His mouth flattened into a hard line and he grabbed her upper arm, marching her back toward the elevators. “We’re leaving.”

“No, we’re not. You can see that it didn’t get close to my door. My wards are holding just fine. We just know someone who’s doing something bad has been here. We don’t know enough to panic.”

She moved to her front door and unlocked it.

He went inside first and she followed closing up behind herself. “We’re fine in here. No one has been inside since I left. I need to tell Nell, but this doesn’t necessarily mean they know where I am.”

“Oh, so a random mage was just walking down your hallway and stopped near your door. Just because.”

She called Nell, who gave a similar lecture.

“Go stay at Dominic’s or come here, but you need to move to a place where you’re defended better.”

“I’m just fine here.”

“Shut up. Put Dominic on the phone.”

“No.”

“I can hear the entire conversation anyway, Meriel. I already had an appointment for us to look at an apartment in my building and one across the street. I planned to grovel and then suggest it. This obviously pushes my timeline forward. Let’s get some of your bags. We can come back tomorrow and get more.”

“Pushy much?”

“You know it. Don’t test me on this. I’ll bring this to the quorum if I have to. You should let me keep you safe. Plus my building is close to the office and it’s close to Heart of Darkness. We can be together and you can be taken care of.”

“How do you know I’m safer anywhere else?”

“What I know,” Nell barked into her ear, “is that you’ve got a mage lurking around your hallway. If Dominic doesn’t have one, that makes his place safer. Plus you’ll draw even better being so close to the font. You won’t win this one so let it go. Anyway, his place is closer to mine.”

“She’s right.” Dominic raised a brow as he shoved her clothes into a bag.

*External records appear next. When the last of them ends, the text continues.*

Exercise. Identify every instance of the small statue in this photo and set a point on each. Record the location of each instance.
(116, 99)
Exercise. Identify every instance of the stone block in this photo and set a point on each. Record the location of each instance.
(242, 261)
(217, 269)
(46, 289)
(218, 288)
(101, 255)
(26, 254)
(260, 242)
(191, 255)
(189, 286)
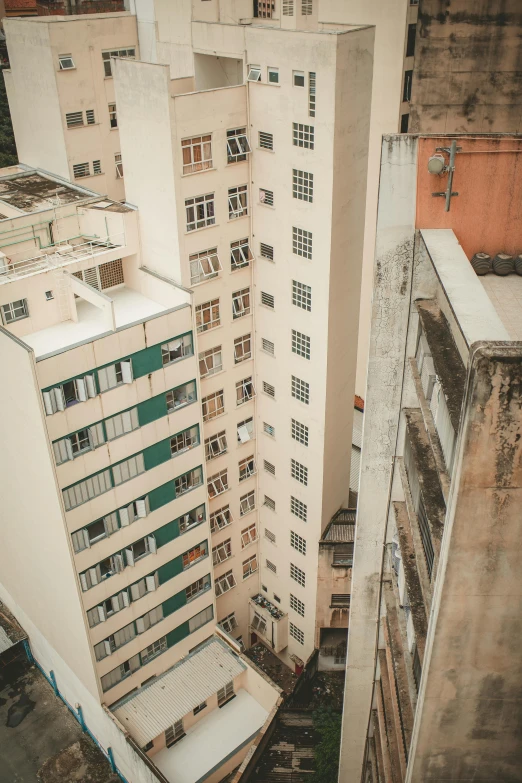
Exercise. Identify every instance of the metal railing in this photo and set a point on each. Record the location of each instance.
(55, 256)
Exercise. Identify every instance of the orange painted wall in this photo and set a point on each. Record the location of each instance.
(487, 214)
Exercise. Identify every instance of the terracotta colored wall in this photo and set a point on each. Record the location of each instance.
(487, 213)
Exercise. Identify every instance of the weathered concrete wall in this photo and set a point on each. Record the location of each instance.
(468, 67)
(470, 703)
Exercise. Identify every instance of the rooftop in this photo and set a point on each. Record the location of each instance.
(151, 709)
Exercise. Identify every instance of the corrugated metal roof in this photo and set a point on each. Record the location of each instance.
(152, 709)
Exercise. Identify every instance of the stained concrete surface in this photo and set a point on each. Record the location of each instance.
(39, 738)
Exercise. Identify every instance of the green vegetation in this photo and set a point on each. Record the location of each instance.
(327, 723)
(8, 156)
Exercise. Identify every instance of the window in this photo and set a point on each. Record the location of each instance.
(254, 73)
(200, 212)
(174, 733)
(225, 694)
(188, 481)
(267, 251)
(247, 468)
(300, 390)
(242, 348)
(176, 349)
(302, 242)
(301, 295)
(299, 472)
(210, 362)
(303, 135)
(268, 389)
(180, 396)
(222, 552)
(113, 117)
(220, 519)
(266, 140)
(340, 600)
(204, 265)
(81, 170)
(298, 542)
(228, 623)
(410, 43)
(269, 467)
(297, 574)
(249, 566)
(296, 605)
(106, 57)
(217, 484)
(237, 202)
(213, 405)
(224, 583)
(269, 503)
(266, 197)
(207, 315)
(296, 633)
(66, 62)
(300, 344)
(184, 441)
(311, 94)
(248, 535)
(303, 185)
(15, 311)
(300, 432)
(247, 503)
(197, 154)
(241, 303)
(74, 119)
(237, 145)
(244, 391)
(240, 254)
(194, 555)
(215, 445)
(298, 508)
(406, 91)
(267, 346)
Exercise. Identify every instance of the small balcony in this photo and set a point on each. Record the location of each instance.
(268, 623)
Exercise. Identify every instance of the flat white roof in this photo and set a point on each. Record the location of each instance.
(214, 738)
(129, 307)
(159, 704)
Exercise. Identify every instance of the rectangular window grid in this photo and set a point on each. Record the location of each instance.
(300, 390)
(300, 344)
(303, 185)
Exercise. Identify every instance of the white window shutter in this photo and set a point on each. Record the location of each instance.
(59, 399)
(141, 509)
(124, 517)
(126, 371)
(49, 403)
(81, 389)
(90, 386)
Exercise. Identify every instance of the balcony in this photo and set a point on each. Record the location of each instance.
(268, 623)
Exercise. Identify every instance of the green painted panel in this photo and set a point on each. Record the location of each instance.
(170, 570)
(146, 361)
(167, 533)
(152, 409)
(174, 603)
(179, 633)
(162, 495)
(157, 454)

“Hey! You’re going to wrinkle that.”

“Yell at me later. I want up and out of here. I have a bad feeling.”

Chapter 22

HE stalked her as she walked through his place. She sent him the side-eye but he wasn’t deterred. He liked having her in his apartment. Which was sort of funny given that he’d never, ever seriously considered living with a woman. Now though? This woman? He wanted her with him all the time.

She would be safer, no doubt. He’d be around. She’d be closer to her job and he wouldn’t have to run back and forth across the lake to see her.

“You’re making me nervous.”

“No, I’m not. Very little makes you nervous.” He smiled and she huffed and went back to putting her clothes away.

“I missed you when you were gone.”

She must have gotten a pedicure when she was in San Francisco. Her toes were different. A deep, dark red. Like every other part of her, her feet were sexy.

She looked up at him, suspicion on her face. “Mmm-hmm.”

“Why you gotta be this way?” He added a little bit of a purr, just for her.

“What way is that?”

“How was San Francisco?”

“Useful.”

“Are you going to remain prickly so that I have no other choice but to seduce a good mood back into you?”

“You’re pretty bold for a guy who’s still in the doghouse.”

He stood and moved to her. “But you know my general feelings about being challenged.”

She held a hand out, trying not to smile but failing. “Stop that. I have to unpack and do laundry.”

He shook his head. “Your clothes are already in the washing machine. Laundry — check. Your stuff is hanging in the closet — check.”

“Are you in charge of my schedule now?”

“Or maybe you need your own stress relief. Orgasms are good for you. And maybe, maybe I’ll do it just because I can.” He got closer and she moved around the bed.